The appropriate level of mandated filtering is somewhere in the middle of that but any rational, sensible positions are going to be ignored or shouted down by the zealots at either extreme. It'll be amusing to watch at least.

 

 

Sorry, but the appropriate level of filtering is not somewhere in the middle.

 

In any society claiming to be free and democratic, the ability to freely exchange and impart information and views etc is a cornerstone of that society. Censorship directly attacks that freedom. Therefore the bar has to be set incredibly high, in terms of actual provable and widespread harm, before it can be justified. For child porn I personally feel that test is met. For other stuff, not much. Grubby pictures and video made by consenting adults, horror movies, novels, euthanasia and suicide discussions and political tracts certainly don't meet the test.

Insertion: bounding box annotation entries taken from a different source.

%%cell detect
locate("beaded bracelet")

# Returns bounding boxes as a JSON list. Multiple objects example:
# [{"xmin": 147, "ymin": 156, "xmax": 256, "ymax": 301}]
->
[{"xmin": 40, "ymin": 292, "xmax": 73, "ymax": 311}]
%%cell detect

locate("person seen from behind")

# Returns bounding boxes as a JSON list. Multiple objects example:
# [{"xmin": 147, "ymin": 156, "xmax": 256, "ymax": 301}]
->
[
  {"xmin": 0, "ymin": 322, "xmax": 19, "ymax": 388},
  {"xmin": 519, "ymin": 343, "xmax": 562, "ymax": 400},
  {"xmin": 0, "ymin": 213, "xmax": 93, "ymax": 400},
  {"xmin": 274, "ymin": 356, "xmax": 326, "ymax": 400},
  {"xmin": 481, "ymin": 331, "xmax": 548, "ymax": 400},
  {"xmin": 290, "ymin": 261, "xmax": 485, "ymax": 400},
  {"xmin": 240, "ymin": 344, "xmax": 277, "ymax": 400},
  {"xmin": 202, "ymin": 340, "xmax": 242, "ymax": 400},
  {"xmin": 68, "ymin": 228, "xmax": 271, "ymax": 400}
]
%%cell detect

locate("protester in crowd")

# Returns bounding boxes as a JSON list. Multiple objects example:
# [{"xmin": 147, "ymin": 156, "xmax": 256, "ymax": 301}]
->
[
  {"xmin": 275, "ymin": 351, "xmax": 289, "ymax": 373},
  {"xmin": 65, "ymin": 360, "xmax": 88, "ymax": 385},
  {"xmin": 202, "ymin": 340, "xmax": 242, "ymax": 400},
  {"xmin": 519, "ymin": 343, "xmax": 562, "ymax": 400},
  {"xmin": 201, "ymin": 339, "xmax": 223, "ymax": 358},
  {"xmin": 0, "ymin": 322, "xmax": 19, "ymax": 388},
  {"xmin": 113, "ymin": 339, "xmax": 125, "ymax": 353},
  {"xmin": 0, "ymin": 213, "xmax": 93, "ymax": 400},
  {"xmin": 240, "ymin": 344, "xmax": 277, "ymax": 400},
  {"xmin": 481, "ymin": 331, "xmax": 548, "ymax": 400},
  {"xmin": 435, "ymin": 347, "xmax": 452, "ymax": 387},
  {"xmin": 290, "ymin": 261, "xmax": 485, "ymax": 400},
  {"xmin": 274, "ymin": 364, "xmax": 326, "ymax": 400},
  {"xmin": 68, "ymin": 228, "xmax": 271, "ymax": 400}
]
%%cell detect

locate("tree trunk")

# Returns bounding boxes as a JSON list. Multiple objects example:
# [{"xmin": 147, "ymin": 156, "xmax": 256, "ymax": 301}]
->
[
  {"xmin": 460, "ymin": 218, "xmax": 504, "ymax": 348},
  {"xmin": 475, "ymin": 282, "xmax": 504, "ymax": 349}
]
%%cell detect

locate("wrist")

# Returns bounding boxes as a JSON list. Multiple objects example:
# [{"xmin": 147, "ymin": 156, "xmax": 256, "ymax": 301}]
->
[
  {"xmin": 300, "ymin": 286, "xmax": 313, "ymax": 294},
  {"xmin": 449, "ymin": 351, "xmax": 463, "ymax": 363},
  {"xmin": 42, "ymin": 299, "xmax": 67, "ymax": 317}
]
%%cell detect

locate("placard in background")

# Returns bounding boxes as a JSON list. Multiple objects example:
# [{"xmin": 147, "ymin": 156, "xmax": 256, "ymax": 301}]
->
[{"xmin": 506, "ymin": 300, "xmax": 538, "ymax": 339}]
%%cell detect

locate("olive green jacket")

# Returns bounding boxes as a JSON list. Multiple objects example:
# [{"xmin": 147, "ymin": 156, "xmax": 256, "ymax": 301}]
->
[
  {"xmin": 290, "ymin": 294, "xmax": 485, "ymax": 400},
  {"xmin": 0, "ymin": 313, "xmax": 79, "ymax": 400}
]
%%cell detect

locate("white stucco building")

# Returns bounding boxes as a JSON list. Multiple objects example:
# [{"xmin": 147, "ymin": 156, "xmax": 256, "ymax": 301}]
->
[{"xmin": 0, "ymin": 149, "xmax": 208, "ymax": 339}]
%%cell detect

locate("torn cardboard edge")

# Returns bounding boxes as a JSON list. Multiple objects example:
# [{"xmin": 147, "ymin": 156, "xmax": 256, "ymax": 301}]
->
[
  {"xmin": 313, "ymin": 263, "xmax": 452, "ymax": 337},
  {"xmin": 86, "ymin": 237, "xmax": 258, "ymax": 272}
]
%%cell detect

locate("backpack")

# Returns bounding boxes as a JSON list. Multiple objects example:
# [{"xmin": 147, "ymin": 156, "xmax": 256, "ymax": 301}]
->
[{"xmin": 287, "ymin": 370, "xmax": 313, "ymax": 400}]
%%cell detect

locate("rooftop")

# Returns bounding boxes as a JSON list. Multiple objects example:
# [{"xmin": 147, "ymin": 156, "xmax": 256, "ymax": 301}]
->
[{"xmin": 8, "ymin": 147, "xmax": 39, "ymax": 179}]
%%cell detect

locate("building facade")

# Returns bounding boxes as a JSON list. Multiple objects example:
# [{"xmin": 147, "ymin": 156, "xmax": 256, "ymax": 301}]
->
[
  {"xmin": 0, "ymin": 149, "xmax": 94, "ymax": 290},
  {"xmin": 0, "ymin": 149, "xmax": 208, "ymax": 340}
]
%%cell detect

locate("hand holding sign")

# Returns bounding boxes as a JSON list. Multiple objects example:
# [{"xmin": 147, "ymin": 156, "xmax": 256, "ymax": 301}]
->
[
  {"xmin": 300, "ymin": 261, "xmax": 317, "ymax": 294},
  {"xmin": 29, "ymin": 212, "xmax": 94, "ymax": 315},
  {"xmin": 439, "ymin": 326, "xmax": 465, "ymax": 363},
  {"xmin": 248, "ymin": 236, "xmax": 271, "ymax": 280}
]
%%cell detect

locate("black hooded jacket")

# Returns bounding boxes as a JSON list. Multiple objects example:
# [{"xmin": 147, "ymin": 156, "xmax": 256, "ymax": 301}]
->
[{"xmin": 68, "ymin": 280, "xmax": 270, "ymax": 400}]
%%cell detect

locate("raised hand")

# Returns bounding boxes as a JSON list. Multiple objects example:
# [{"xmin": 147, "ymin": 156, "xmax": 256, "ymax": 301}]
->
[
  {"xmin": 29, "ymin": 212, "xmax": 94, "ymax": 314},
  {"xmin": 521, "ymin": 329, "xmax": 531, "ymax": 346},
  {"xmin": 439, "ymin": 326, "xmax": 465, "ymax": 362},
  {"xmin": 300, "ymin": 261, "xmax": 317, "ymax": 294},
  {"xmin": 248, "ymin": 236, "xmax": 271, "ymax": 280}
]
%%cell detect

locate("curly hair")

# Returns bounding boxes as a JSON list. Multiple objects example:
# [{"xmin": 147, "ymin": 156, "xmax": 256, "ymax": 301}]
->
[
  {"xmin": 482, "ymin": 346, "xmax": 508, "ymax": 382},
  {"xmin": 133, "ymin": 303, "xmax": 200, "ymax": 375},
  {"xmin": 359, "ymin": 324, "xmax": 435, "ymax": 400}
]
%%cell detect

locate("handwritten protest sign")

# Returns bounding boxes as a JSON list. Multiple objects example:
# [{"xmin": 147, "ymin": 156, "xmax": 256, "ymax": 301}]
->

The fact that you or I might find some views, discussions, artworks (which is in the eye of the beholder) or entertainment unsettling, unpleasant or even stomach-churning doesn't mean they should be banned. To do that, you have to prove serious harm, and you have to do so beyond any reasonable doubt. This isn't zealotry, it's a defence of fundamental civil liberties and the cornerstone of a free and democratic society.

 

Or as Voltaire is oft claimed to have put it: "Monsieur l’abbé, je déteste ce que vous écrivez, mais je donnerai ma vie pour que vous puissiez continuer à écrire." (Monsieur l’abbé, I detest what you write, but I would give my life to make it possible for you to continue to write).

 

You only have to look at countries like Iran, East Germany, 1980s Romania, Venezuela, Saudi Arabia, and North Korea to see what happens when free speech is substantially suppressed.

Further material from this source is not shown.